Friday, 6 December 2013

LECTURER Week 4 (1/10/2013)
Chapter 4: Evaluating a Company Resources, Capabilities and Competitiveness.

In this chapter we discuss the techniques of evaluating a company’s internal situation. There are six key questions to consider in analysis and evaluating resources, capabilities and competitive strength:

    1)   How well is the firm’s present strategy working?
The best indicators of how well a company’s strategy is working are whether the company is achieving its stated financial and strategic objectives and whether the company is an above-average industry performer. The stronger a company's current overall performance, the less likely the need for radical strategy changes and the weaker a company's performance or the faster the changes in its external situation which can be gleaned from industry and competitive analysis. In Malaysia, the currently product that become the market leader is such as Colgate, Maggie, Shell, Nestle and so forth.

    2)   What are the firm’s competitively important resources and capabilities?
A company’s business model and strategy must be well-matched to its collection of resources and capabilities. An attempt by management to create and deliver customer value in a manner that depends on resources or capabilities that are deficient and cannot be readily acquired is unwise and positions the company for failure. A company’s competitive approach requires a tight fit with a company’s internal situation and is strengthened when it exploits resources that are competitively valuable, rare, hard to copy, and not easily trumped by rivals’ equivalent substitute resources. In fact, many companies pursue resource-based strategies that attempt to exploit company resources in a manner that offers value to customers in ways rivals are unable to match.

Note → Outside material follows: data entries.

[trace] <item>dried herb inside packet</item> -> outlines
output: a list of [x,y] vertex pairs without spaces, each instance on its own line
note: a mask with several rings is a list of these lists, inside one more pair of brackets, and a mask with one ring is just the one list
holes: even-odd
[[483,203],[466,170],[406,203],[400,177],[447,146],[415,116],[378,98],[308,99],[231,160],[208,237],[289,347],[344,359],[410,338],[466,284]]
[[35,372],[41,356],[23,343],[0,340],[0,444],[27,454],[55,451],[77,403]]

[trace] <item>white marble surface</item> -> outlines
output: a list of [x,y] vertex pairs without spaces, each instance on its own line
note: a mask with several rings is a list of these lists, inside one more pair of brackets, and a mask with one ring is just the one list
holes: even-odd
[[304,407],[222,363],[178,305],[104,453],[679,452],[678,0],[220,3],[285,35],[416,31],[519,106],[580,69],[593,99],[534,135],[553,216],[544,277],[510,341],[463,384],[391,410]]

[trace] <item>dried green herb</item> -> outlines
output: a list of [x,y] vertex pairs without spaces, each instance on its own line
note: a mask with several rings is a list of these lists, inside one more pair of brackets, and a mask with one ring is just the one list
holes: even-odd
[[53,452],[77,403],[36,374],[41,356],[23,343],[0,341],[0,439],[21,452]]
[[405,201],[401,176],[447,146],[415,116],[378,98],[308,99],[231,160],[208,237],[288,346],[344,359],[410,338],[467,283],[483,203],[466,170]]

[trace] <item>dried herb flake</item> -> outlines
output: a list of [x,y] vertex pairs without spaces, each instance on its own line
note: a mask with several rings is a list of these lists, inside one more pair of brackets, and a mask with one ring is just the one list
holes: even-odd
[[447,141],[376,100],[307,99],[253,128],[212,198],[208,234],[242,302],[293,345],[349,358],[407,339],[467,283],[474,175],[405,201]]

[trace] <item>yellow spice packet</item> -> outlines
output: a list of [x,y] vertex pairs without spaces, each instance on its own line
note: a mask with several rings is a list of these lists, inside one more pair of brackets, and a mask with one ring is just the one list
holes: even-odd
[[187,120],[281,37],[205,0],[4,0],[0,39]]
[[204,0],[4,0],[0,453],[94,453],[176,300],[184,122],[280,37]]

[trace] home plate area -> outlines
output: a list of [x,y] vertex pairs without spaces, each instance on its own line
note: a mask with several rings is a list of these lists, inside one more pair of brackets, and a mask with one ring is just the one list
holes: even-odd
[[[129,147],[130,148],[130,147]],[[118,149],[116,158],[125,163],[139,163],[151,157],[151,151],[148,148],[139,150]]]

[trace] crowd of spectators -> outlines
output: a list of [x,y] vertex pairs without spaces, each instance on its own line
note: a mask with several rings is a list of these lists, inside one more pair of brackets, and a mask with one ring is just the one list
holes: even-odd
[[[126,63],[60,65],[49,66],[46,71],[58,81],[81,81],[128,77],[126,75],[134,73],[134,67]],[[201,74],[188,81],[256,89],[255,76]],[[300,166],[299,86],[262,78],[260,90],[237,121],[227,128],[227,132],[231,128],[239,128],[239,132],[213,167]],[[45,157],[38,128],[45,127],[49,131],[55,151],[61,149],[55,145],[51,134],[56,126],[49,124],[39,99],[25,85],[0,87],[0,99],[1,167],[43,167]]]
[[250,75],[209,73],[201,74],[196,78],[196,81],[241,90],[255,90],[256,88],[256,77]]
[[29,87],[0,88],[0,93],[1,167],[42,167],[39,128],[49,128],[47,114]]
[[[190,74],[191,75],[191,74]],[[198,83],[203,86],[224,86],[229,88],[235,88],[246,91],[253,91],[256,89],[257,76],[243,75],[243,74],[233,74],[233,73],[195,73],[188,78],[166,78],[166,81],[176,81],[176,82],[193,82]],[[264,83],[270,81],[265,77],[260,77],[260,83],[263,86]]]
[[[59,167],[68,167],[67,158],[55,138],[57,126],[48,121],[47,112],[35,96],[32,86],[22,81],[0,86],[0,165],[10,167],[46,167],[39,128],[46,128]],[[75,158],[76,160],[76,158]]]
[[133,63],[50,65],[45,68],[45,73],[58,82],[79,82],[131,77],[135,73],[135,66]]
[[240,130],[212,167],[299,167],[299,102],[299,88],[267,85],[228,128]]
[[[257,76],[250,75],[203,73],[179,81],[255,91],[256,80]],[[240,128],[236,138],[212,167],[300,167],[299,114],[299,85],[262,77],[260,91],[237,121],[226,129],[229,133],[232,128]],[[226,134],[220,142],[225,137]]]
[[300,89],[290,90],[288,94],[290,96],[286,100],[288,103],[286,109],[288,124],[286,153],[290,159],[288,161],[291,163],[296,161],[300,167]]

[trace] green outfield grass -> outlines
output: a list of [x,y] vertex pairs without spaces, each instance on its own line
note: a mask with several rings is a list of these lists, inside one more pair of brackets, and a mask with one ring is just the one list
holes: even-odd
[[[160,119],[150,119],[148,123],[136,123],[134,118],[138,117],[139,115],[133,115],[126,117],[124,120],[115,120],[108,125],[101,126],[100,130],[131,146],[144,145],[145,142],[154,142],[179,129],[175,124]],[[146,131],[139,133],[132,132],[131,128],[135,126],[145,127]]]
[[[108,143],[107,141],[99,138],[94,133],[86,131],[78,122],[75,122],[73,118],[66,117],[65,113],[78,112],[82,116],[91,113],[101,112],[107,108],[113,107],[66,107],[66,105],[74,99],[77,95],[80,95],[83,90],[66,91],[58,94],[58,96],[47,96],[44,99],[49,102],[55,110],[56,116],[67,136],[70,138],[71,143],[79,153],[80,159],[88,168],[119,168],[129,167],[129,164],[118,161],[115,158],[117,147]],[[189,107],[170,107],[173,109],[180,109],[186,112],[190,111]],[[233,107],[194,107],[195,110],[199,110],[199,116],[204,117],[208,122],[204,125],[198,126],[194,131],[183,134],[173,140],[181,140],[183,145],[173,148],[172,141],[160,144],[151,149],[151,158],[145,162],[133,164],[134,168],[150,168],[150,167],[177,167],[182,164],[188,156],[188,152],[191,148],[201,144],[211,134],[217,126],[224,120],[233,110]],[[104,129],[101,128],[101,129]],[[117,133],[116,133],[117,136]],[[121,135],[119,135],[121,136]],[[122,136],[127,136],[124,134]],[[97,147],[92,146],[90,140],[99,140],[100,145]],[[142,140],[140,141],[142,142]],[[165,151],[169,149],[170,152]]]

     3)   What are the company's resource strengths and weaknesses, and its able to seize market opportunities and nullify external threats?
A SWOT analysis provides an overview of a firms situation and is an essential component of crafting a strategy tightly matched to the company's situation. The two most important parts of SWOT analysis are drawing conclusions about the company's overall situation and acting on those conclusions to better match with the company's strategy. A company's resource strengths, competencies, and competitive capabilities are strategically relevant because they are the most logical and appealing building blocks for strategy and the resource weaknesses are important because they may represent weakness that need correction. External opportunities and threats come into play because a good strategy necessarily aims at capturing a company's most attractive opportunities and at defending against threats to its well-being.

     4)   Are the company's prices and costs competitive?
One telling sign of whether a company's situation is strong or precarious is whether its prices and costs are competitive with those of industry rivals. Value chain analysis and benchmarking are essential tools in determining whether the company is performing particular functions and activities cost-effectively, learning whether its costs are in line with competitors, and deciding which internal activities and business processes need to be improvement. Value chain analysis teaches that how competently a company manages its value chain activities relative to rivals is a key to building a competitive advantage based on either better competencies and competitive capabilities or lower costs than rivals. The example company who use the concept of value chain is Dell. The component of Dell comes from all around the world because they seek supply from the country who can supply with lowest price.

     5)   Is the firm competitively stronger or weaker than key rivals?
How the company matches up against key rivals on industry key success factors and other chief determinants of competitive success and why the company has a competitive advantage or disadvantage. These indicate where a company is competitively strong and weak, and provide insight into the company's ability to defend or enhance its market position. When a company has important competitive strengths in areas where one or more rivals are weak, it makes sense to consider offensive moves to exploit rivals competitive weaknesses. When a company has important competitive weaknesses in areas where one or more rivals are strong, it makes sense to consider to moves to reduce the weakness.

    6)   What strategic issues and problems merit front-burner managerial attention?
The last question defines about Strategic “How to” Issues and Strategic “Should We” Issues. Zeroing in on the strategic issues a company faces and compiling a list of problems and roadblocks creates a strategic agenda of problems that merit prompt managerial attention. It involves using the results of both industry and competitive analysis and company situation analysis to identify a "worry list" of issues to be resolved for the company to be financially and competitively successful in the years ahead. The purpose is to identify the specific issues or problems that management needs to address. Actual deciding on a strategy and what specific actions to take is what comes after the list of strategic issues and problems that merit front-burner management attention is developed.